The title of Dr. Healy’s article, “Deadly Perfectionism,” underscores her view of the consequences of requiring too rigorous validation of innovative procedures. She points out that if such perfection were applied to Pap smears for cervical cancer, mammograms for breast cancer or PSA measurements for prostate cancer, these screens would not exist — and many lives would not have been spared.
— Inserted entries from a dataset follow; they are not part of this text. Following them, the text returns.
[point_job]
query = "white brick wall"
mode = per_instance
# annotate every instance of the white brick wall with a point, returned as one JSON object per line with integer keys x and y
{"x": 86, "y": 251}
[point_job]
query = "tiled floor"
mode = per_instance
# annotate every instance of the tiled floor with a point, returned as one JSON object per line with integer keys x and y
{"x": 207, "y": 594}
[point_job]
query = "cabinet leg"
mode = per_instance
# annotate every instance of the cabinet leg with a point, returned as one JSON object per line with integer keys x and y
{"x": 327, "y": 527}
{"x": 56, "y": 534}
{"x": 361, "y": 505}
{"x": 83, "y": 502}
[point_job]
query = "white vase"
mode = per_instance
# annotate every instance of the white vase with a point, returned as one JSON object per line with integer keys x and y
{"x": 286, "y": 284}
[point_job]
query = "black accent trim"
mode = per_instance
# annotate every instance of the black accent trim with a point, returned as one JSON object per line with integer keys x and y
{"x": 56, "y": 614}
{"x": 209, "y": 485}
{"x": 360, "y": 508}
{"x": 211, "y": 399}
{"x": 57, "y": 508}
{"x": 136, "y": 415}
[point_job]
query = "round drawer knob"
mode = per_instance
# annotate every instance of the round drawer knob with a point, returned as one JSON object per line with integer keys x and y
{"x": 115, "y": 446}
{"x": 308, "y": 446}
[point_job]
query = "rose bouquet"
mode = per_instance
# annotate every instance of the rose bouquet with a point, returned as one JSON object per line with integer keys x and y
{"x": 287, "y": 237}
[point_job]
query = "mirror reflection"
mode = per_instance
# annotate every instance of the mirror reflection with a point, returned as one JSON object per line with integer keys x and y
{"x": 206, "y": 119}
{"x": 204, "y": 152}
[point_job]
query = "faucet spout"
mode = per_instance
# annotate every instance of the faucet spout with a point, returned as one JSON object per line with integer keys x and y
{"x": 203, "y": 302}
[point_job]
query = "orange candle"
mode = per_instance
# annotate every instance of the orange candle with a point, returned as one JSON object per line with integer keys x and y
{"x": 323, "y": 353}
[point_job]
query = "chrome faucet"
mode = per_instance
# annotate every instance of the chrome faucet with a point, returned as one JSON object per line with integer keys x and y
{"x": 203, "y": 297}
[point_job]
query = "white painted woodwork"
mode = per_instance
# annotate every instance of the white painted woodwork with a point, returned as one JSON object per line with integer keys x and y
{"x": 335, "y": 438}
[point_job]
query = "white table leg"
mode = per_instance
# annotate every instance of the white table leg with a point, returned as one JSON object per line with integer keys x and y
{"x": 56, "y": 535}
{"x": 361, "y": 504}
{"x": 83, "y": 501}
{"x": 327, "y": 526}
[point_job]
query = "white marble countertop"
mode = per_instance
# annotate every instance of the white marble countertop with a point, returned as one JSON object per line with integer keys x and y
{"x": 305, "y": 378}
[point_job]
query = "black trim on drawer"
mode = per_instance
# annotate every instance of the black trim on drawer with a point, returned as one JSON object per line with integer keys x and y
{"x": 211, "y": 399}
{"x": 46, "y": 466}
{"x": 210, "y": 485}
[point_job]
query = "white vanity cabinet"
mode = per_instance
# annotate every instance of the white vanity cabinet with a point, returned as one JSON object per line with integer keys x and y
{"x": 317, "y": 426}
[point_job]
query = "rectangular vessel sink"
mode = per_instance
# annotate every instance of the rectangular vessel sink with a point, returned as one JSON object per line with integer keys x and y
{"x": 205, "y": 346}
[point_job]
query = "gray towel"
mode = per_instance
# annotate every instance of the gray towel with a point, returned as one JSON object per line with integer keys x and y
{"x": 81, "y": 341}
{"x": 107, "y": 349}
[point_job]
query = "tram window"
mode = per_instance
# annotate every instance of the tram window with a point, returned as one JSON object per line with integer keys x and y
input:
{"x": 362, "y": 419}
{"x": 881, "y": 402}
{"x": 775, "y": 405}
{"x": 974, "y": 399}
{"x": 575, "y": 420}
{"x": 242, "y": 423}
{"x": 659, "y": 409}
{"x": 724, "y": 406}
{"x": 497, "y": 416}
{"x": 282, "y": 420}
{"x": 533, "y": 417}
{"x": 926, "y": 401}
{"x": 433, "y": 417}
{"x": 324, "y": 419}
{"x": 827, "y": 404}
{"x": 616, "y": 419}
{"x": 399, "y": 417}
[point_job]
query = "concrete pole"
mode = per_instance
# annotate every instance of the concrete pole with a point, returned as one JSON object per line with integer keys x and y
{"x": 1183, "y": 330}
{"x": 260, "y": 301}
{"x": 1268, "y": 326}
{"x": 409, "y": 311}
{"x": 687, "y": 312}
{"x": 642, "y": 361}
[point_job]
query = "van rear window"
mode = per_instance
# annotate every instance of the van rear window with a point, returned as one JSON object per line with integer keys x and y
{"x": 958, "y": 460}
Reducing the issue to absurdity, an article in the 2003 British Medical Journal concluded that no randomized, controlled studies exist to prove the effectiveness of parachutes in reducing the incidence of death and major trauma related to the gravitational challenge of jumping from aircraft in flight. I can attest through personal experience that parachutes work, and I have no interest in volunteering to be a member of a control group.

Proof Positive?

The above concerns and comparisons are pertinent to ASA. This Society is a recognized leader in reducing medical error and improving patient safety. Its reputation was earned over the past generation by innovation based, for the most part, on observational data. Today there is a much higher standard of proof required for innovation to be accepted. Can ASA sustain its reputation as a leader in improving patient safety over the next generation, as reported in the 1999 IOM report, if it recommends adoption of new techniques and standards only after the most rigorous standards of scientific proof have been satisfied? Or will our patients be denied the potential benefits of innovation because of a “deadly perfectionism?”

In the coming months and years, ASA will consider new standards of practice, practice parameters and pay-for-performance measures. The interests of our patients will require the collective wisdom of all of us to determine the proper balance between perfectionism and lesser levels of scientific proof for implementing various new practices. Dr. Healy makes a recommendation for the ovarian cancer screening test:

“Pull together NCI, FDA, the Centers for Medicare & Medicaid Services, and perhaps private insurers. Give preliminary approval to promising tests once they are independently validated, but pay for them only if doctor and patient participate in a national registry. Conscientious physicians will do what they think is right. In record time, accumulated experience will tell which tests are worthwhile."

How will ASA address its challenges?





   
Eugene P. Sinclair, M.D., is Chief of Anesthesia Service, Orthopaedic Hospital of Wisconsin, Milwaukee, Wisconsin.